Yıl 1945, Soğuk Savaş’ın başları… ABD İnönü yönetimine istikrarın önceliğini anlatıyor. Zira prematüre doğmuş bir demokrasinin Türkiye’yi Batı’dan koparabileceği düşünülüyor. İnönü odadakileri şaşkınlığa çeviren bir cevap veriyor…

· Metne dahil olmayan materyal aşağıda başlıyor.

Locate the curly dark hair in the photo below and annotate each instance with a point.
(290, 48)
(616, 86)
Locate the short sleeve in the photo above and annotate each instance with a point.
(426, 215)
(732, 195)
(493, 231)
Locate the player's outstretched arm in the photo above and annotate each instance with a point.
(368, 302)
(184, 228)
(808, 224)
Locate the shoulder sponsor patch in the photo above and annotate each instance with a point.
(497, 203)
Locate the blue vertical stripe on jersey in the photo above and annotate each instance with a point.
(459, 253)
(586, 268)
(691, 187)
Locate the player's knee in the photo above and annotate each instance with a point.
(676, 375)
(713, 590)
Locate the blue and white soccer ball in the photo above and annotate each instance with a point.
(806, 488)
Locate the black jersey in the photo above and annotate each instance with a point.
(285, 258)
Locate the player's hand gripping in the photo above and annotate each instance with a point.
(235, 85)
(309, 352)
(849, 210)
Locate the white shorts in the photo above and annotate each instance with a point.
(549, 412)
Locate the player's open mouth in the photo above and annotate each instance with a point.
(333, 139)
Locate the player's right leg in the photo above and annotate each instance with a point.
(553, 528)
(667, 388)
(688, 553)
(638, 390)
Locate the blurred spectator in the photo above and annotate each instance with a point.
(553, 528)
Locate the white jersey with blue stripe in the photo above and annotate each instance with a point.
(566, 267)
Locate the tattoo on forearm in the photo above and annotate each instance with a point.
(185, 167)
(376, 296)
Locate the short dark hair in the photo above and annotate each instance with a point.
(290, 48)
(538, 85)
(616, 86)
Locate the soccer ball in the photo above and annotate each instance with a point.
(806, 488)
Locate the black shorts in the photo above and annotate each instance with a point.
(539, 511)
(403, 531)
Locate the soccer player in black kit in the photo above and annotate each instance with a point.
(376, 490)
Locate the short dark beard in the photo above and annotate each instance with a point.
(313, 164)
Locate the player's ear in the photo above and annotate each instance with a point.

Soğuk Savaş’ın başları… Yani dünyanın dört bir yanı Sovyetler Birliği ile ABD arasında bir seçim yapıyor. Türkiye de hem Sovyetler’e ve Avrupa’ya yakınlığı, hem de Orta Doğu’nun ve Akdeniz’in kapılarını tuttuğu için stratejik öneme sahip. Üstelik Sovyetler’in tehditleri, rejimi doğrudan tehdit ediyor. Sosyalist dikta, Türkiye’den toprak talep ediyor. Bu yüzden de İnönü yönetimi, ABD ile kurulmakta olan Batılı savunma birliği için görüşme halinde. ABD her ne kadar “demokratikleşme”ye verdiği değeri sürekli dile getiriyor olsa da kapalı kapılar ardında İnönü yönetimine, Türkiye için istikrarın demokrasiden önce gelmesi gerektiğini söylüyor. Zira prematüre doğmuş bir demokrasinin doğurabileceği sonuçların, Türkiye’yi Batı’dan koparabileceği düşünülüyor. Yani, aslında, Milli Şef pozisyonundaki İnönü’yü hem uluslararası sahnede hem de Türkiye’de koruyacak bir siyaset alanı açık. Yaşam boyu diktatörlük için koşullar harika, zemin sağlam. Fakat 1945 yılında İnönü, Amerika’dan gelen ziyaretçilerini Amerikan Büyükelçisiyle beraber Ankara’da ağırlarken, “siyasi geleceğine” dair gelen bir soruya, odadakileri şaşkınlığa çeviren bir cevap veriyor: “Mecliste muhalefetin lideri olarak oturabileceğim gün, görevimi tamamladığımı düşüneceğim…” İnönü, zorunda olmadığı halde, demokrasiyi tercih etti. Sebebini en iyi kendisi açıklar: Devrimin hedef koyduğu “muasır medeniyet seviyesi eğer ki demokrasiyse”, Türkiye için de varılacak hedef demokrasidir. Türkiye, İnönü’nün medeniyet tasavvuru ve ülkesi için kurduğu bir hayalin neticesinde demokratikleşir. Ve 1950’de İnönü, tarihi sorumluluğunu yerine getirmiş bir lider olarak, Meclis’te muhalefet sıralarında oturacaktır. O günkü pozisyonunu “En büyük yenilgim, en büyük zaferimdir” diye tanımlayacaktır. Türkiye’de dolaşan hayalet, tam da bu sebeple İnönü’nün hayaletidir. Ancak bu defa gücü elinde tutan değil, toplumsal muhalefeti bir arada tutan ittifak bu hayaletin gölgesinde bir arada duruyor. Bu defa Türkiye, Cumhurbaşkanı’nın insiyatifiyle değil, Cumhurbaşkanı’na rağmen demokrasiye doğru yol alıyor. Eğer muhalefet üzerindeki bu tarihi sorumluluğu -kendi içindeki dalkavuklara rağmen- taşıyabilecek kadar güçlü omuzlara sahipse, İnönü’nün on yıllar önce kurduğu Türkiye hayali, Cumhuriyet’in 100’üncü yılında hakikat kılınabilir. Ama o omuzların ne kadar sağlam olduğundan kim emin olabilir ki?